1. »
  2. »
  3. 不法就労助長罪の初犯は罰金?弁護士対応で不起訴?判決にみる罰則とは

不法就労助長罪の初犯は罰金?弁護士対応で不起訴?判決にみる罰則とは

不法就労助長罪

不法就労助長罪の初犯で逮捕された。今後どうなってしまうのだろう…。

不法就労助長罪は初犯でも、罰金や懲役等の刑罰が科される可能性があります。多数の外国人を派遣しているケースでは、摘発される件数も多数にのぼるため、厳罰に処される傾向があります。

そのため、不法就労助長罪で捜査・逮捕された場合は、早めに弁護士に相談することが大切です。弁護士が対応することで、不起訴処分になる可能性もあります。

この記事では、外国人雇用をされている方、不法就労助長罪の初犯で逮捕される不安がある方等を対象に、刑罰の重さ、裁判の事例、不起訴の事例、弁護士の対応等について解説しています。

ぜひ最後までご覧ください。

目次

不法就労助長罪の概要

不法就労助長罪とは

不法就労助長罪とは、外国人を不法に就労させたり、不法就労をあっせんした場合に成立する罪です。不法就労した本人ではなく、雇い主に罰則が科されるのが不法就労助長罪です。

不法就労助長罪は、出入国管理及び難民認定法第73条の2第1項に規定されています。

第七十三条の二 次の各号のいずれかに該当する者は、三年以下の懲役若しくは三百万円以下の罰金に処し、又はこれを併科する。

 事業活動に関し、外国人に不法就労活動をさせた者

 外国人に不法就労活動をさせるためにこれを自己の支配下に置いた者

 業として、外国人に不法就労活動をさせる行為又は前号の行為に関しあつせんした者

出入国管理及び難民認定法72条の2第1項

外国人を雇用しようとする際に、その外国人が不法就労者であることを知らなかったことについて過失がある場合は、不法就労助長罪に問われることになります。

前項各号に該当する行為をした者は、次の各号のいずれかに該当することを知らないことを理由として、同項の規定による処罰を免れることができない。ただし、過失のないときは、この限りでない。
一 当該外国人の活動が当該外国人の在留資格に応じた活動に属しない収入を伴う事業を運営する活動又は報酬を受ける活動であること。
二 (略)
三 (略)

出入国管理及び難民認定法72条の2第2項

不法就労助長罪の処罰を回避するべく、「過失がない」と主張するためには少なくとも「在留カード」の確認をしておく必要があるでしょう。在留資格・期間、在留期限、資格外活動許可の有無等を確認して、雇用できる外国人なのかどうか等をチェックする必要があります。

資格外活動許可とは?

資格外活動許可とは、就労や留学等の在留資格で在留する外国人の方が、許可された在留資格に応じた活動以外に、アルバイトなど、収入を伴う事業を運営する活動又は報酬を受ける活動のことです。

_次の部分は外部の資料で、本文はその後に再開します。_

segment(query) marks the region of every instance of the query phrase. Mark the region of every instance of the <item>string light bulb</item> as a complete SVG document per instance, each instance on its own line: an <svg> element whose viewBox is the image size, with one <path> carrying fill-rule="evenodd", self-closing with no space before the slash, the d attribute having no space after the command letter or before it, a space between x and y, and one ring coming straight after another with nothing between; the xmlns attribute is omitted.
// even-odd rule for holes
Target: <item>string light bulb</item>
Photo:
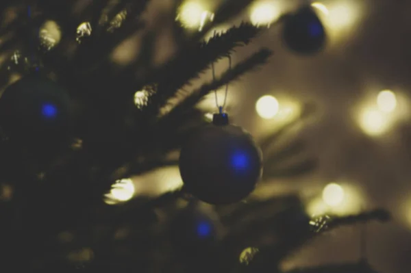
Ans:
<svg viewBox="0 0 411 273"><path fill-rule="evenodd" d="M270 25L280 16L279 9L271 1L258 2L251 10L250 21L256 26Z"/></svg>
<svg viewBox="0 0 411 273"><path fill-rule="evenodd" d="M273 118L279 111L279 103L273 96L263 96L257 101L256 110L262 118Z"/></svg>
<svg viewBox="0 0 411 273"><path fill-rule="evenodd" d="M105 194L105 202L108 205L114 205L130 200L136 189L133 181L130 179L117 180L112 185L110 193Z"/></svg>
<svg viewBox="0 0 411 273"><path fill-rule="evenodd" d="M332 183L325 186L323 190L323 200L330 207L336 207L344 200L345 193L338 184Z"/></svg>
<svg viewBox="0 0 411 273"><path fill-rule="evenodd" d="M380 111L390 113L397 107L397 97L391 90L381 91L377 96L377 105Z"/></svg>

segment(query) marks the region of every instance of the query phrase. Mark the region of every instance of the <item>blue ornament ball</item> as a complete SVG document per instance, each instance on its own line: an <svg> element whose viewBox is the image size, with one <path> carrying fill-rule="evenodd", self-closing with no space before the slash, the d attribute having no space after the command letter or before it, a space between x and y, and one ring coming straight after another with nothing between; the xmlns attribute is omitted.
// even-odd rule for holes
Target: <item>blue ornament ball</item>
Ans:
<svg viewBox="0 0 411 273"><path fill-rule="evenodd" d="M182 148L179 171L184 187L213 205L240 201L262 174L262 155L251 135L232 125L209 125Z"/></svg>
<svg viewBox="0 0 411 273"><path fill-rule="evenodd" d="M215 246L219 231L218 218L196 202L181 209L171 224L170 238L178 249L198 254Z"/></svg>
<svg viewBox="0 0 411 273"><path fill-rule="evenodd" d="M320 51L326 42L324 26L311 7L303 7L284 18L283 38L288 49L303 55Z"/></svg>
<svg viewBox="0 0 411 273"><path fill-rule="evenodd" d="M0 98L0 127L19 143L61 143L69 135L71 106L60 85L46 77L29 75L9 86Z"/></svg>

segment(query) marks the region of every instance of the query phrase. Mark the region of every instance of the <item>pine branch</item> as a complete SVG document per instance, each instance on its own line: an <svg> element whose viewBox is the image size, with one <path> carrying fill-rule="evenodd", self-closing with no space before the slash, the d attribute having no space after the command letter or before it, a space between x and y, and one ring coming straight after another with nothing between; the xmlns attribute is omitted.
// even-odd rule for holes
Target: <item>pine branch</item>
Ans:
<svg viewBox="0 0 411 273"><path fill-rule="evenodd" d="M384 209L375 209L358 215L337 217L323 216L310 222L310 224L301 229L299 232L292 233L292 236L283 238L279 244L262 248L257 257L256 262L263 263L270 261L271 265L278 265L280 261L294 253L297 249L311 242L325 231L343 225L353 224L369 222L373 220L386 221L389 219L389 213Z"/></svg>
<svg viewBox="0 0 411 273"><path fill-rule="evenodd" d="M377 273L370 265L362 261L354 263L333 264L312 268L295 269L284 273Z"/></svg>
<svg viewBox="0 0 411 273"><path fill-rule="evenodd" d="M236 65L232 69L227 70L223 74L220 79L216 79L215 81L203 85L200 88L192 92L191 94L186 97L183 101L175 107L173 110L164 117L163 122L166 122L169 120L178 118L178 117L182 114L184 114L184 112L193 107L195 107L195 105L200 102L201 99L211 91L217 90L221 86L238 79L246 73L266 63L269 57L271 56L273 52L270 49L263 48L245 60Z"/></svg>
<svg viewBox="0 0 411 273"><path fill-rule="evenodd" d="M218 34L208 42L181 49L175 59L165 64L153 78L160 77L159 92L152 98L155 107L162 107L188 82L197 78L209 68L212 62L227 57L235 47L249 44L260 32L252 25L242 23L223 34Z"/></svg>

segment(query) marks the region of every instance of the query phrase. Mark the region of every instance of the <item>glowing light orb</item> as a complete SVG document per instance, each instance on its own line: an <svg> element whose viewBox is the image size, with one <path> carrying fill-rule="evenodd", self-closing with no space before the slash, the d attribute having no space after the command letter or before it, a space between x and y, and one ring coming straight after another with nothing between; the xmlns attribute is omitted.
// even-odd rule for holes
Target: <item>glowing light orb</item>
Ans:
<svg viewBox="0 0 411 273"><path fill-rule="evenodd" d="M361 113L360 125L371 135L378 135L386 132L388 123L384 113L373 109L367 109Z"/></svg>
<svg viewBox="0 0 411 273"><path fill-rule="evenodd" d="M138 109L142 109L145 106L147 106L149 103L149 97L150 96L150 92L146 90L141 91L137 91L134 94L134 104Z"/></svg>
<svg viewBox="0 0 411 273"><path fill-rule="evenodd" d="M248 265L252 260L254 256L258 253L258 248L247 248L240 255L240 263L245 265Z"/></svg>
<svg viewBox="0 0 411 273"><path fill-rule="evenodd" d="M214 13L210 12L203 5L197 1L188 1L182 5L176 20L183 26L201 31L208 21L214 20Z"/></svg>
<svg viewBox="0 0 411 273"><path fill-rule="evenodd" d="M328 11L329 26L334 30L339 30L353 26L358 17L359 8L347 2L331 5Z"/></svg>
<svg viewBox="0 0 411 273"><path fill-rule="evenodd" d="M331 207L336 207L344 200L344 190L338 184L328 184L323 191L324 203Z"/></svg>
<svg viewBox="0 0 411 273"><path fill-rule="evenodd" d="M279 111L279 103L273 96L263 96L257 101L256 110L262 118L273 118Z"/></svg>
<svg viewBox="0 0 411 273"><path fill-rule="evenodd" d="M251 8L250 21L254 25L269 25L280 16L278 8L271 2L256 3Z"/></svg>
<svg viewBox="0 0 411 273"><path fill-rule="evenodd" d="M325 5L324 5L321 3L314 2L311 4L311 6L312 8L314 8L319 10L320 12L321 12L323 14L324 14L324 15L329 14L329 11L328 10L328 9L325 6Z"/></svg>
<svg viewBox="0 0 411 273"><path fill-rule="evenodd" d="M62 40L59 25L53 21L46 21L40 28L39 40L42 46L51 49Z"/></svg>
<svg viewBox="0 0 411 273"><path fill-rule="evenodd" d="M377 96L378 108L386 113L392 112L397 107L397 97L390 90L381 91Z"/></svg>
<svg viewBox="0 0 411 273"><path fill-rule="evenodd" d="M105 195L105 203L109 205L116 204L130 200L135 192L134 183L129 179L117 180L113 185L111 191Z"/></svg>
<svg viewBox="0 0 411 273"><path fill-rule="evenodd" d="M211 226L211 223L206 221L201 221L197 224L197 233L199 237L208 237L211 235L212 232L212 226Z"/></svg>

資格外活動を行おうとする場合は「資格外活動許可申請」が必要になります。

在留カードのチェックポイント

在留カードの確認方法が分からない場合は、厚生労働省のホームページや出入国在留管理庁の資料等の記載が参考になります。

そもそも在留カードを持っていない、在留資格に制限がある、在留カードに就労不可との記載がある等のケースでは、不法就労助長罪になるリスクがあるので注意しましょう。

たとえば就労不可の在留資格で滞在する外国人を雇用する場合、その外国人が資格外活動許可を受けていないのであれば、不法就労となるので注意が必要です。資格外活動許可のない外国人を就労させた場合、不法就労助長罪に問われてしまいます。

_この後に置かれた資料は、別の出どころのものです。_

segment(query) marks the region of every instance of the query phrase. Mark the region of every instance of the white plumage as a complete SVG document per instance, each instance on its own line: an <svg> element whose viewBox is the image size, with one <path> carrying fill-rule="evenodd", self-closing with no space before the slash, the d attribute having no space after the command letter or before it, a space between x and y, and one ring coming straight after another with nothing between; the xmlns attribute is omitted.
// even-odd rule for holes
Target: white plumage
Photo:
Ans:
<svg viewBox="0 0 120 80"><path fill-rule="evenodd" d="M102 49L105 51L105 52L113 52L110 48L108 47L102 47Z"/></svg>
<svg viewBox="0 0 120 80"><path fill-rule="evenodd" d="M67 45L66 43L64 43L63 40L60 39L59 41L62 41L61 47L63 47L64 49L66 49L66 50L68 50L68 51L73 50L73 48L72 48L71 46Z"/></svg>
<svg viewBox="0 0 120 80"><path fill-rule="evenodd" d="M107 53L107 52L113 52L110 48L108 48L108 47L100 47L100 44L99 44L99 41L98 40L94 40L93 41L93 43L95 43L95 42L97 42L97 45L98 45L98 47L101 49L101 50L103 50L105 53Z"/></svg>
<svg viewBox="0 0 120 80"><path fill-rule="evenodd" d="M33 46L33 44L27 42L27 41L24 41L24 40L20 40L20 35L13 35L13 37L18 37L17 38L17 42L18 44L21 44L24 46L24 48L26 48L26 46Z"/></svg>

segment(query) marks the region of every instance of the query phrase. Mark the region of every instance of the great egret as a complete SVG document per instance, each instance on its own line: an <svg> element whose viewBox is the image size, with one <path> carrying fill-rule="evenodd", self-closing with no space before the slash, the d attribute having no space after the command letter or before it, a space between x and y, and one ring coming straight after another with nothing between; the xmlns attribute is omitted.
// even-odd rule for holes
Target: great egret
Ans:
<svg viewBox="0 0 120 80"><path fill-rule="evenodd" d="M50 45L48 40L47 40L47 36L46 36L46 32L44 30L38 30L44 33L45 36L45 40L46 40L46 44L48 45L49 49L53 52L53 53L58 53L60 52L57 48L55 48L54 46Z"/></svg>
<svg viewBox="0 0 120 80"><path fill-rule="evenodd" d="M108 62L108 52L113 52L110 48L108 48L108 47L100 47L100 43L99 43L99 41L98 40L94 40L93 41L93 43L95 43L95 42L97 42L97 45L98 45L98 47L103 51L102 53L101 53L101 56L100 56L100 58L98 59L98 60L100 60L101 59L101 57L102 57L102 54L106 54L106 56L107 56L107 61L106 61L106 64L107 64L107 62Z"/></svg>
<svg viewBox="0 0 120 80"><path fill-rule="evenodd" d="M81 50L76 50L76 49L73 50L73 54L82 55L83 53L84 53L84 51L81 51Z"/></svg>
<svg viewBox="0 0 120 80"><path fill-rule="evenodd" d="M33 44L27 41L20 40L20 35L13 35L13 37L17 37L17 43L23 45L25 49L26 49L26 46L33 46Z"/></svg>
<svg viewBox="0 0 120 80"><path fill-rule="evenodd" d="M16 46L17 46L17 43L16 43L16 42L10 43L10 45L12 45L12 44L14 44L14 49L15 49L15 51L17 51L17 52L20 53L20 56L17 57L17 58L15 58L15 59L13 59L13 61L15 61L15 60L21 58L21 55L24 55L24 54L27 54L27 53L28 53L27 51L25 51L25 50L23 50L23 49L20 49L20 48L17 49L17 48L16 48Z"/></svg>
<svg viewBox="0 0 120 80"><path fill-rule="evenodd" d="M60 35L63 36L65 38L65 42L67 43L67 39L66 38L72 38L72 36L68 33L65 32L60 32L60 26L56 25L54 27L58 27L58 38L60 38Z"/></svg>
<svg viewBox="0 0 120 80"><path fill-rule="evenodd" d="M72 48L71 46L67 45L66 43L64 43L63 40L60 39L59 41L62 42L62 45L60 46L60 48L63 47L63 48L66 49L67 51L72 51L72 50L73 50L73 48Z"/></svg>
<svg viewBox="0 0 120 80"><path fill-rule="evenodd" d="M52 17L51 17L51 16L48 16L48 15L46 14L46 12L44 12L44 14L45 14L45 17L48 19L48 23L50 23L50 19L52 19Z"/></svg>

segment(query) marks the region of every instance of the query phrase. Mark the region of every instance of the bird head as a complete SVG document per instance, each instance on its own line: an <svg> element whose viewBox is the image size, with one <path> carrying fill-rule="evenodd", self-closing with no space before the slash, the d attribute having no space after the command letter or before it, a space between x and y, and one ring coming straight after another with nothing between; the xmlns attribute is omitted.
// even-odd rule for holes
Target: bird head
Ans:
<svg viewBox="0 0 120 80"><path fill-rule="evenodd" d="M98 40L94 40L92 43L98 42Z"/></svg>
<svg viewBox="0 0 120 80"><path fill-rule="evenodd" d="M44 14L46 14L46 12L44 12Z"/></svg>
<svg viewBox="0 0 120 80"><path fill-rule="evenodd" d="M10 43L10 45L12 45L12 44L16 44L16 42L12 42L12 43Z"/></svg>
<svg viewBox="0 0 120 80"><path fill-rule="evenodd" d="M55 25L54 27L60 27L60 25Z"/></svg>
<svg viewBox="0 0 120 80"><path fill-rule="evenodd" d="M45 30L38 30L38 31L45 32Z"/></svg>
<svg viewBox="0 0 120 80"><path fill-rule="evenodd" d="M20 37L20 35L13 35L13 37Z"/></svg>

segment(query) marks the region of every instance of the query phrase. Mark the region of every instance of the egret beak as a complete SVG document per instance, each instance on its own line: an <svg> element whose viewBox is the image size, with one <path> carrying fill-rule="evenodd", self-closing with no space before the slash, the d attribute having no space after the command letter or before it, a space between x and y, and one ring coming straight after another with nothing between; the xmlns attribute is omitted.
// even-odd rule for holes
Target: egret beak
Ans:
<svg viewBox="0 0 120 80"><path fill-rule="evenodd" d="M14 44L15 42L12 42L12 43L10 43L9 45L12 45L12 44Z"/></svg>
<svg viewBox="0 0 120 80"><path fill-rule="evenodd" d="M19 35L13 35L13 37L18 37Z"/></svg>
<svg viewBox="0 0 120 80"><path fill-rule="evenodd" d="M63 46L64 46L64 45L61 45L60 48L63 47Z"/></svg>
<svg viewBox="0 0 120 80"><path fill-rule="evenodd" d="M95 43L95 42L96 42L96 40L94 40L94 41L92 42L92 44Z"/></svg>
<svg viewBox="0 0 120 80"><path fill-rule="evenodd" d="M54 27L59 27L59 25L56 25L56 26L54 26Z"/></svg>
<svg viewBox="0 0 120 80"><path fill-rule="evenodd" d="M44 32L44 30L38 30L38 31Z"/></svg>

また在留カードを確認する際は、在留カードが失効していないか、偽造されていないか等についても注意をはらう必要があります。

「不法就労」とは?

そもそも「不法就労」となるのは、どのような就労活動なのでしょうか。

不法就労になるケース

不法就労になるのは、以下の3つのケースです。

  1. 出入国在留管理庁から働く許可を受けていないのに働く
    (具体例)
    ・観光等の短期滞在目的で入国した人が働く
    ・留学生が許可を受けずに働く
    ・難民認定申請中の人が許可を受けずに働く
  2. 出入国在留管理庁から認められた範囲を超えて働く
    (具体例)
    ・料理人の資格しかないのに事業所で労働
    ・語学学校の先生の資格しかないのに工場労働
    ・留学生が許可された時間数を超えて働く
  3. 不法滞在者や被退去強制者が働く
    (具体例)
    ・密入国した人が働く
    ・在留期限の切れた人(オーバーステイ・不法残留の人)が働く
    ・退去強制されることが既に決まっている人が働く

不法就労助長罪の適用事例は?

不法就労助長罪の認定ポイント

不法就労助長罪で有罪認定される基準として、以下のような点が重要といえるでしょう。

不法就労助長罪の認定ポイント

  • 外国人が不法に就労していること
  • 事業主が外国人の不法就労を認識・認容していたかどうか
  • 事業主が外国人の不法就労を認識できなかったことに過失があるか

不法就労助長罪で有罪認定される場合は、外国人の在留資格や就労許可の有無、事業主が外国人の在留資格や就労許可について確認したかどうか等が考慮されます。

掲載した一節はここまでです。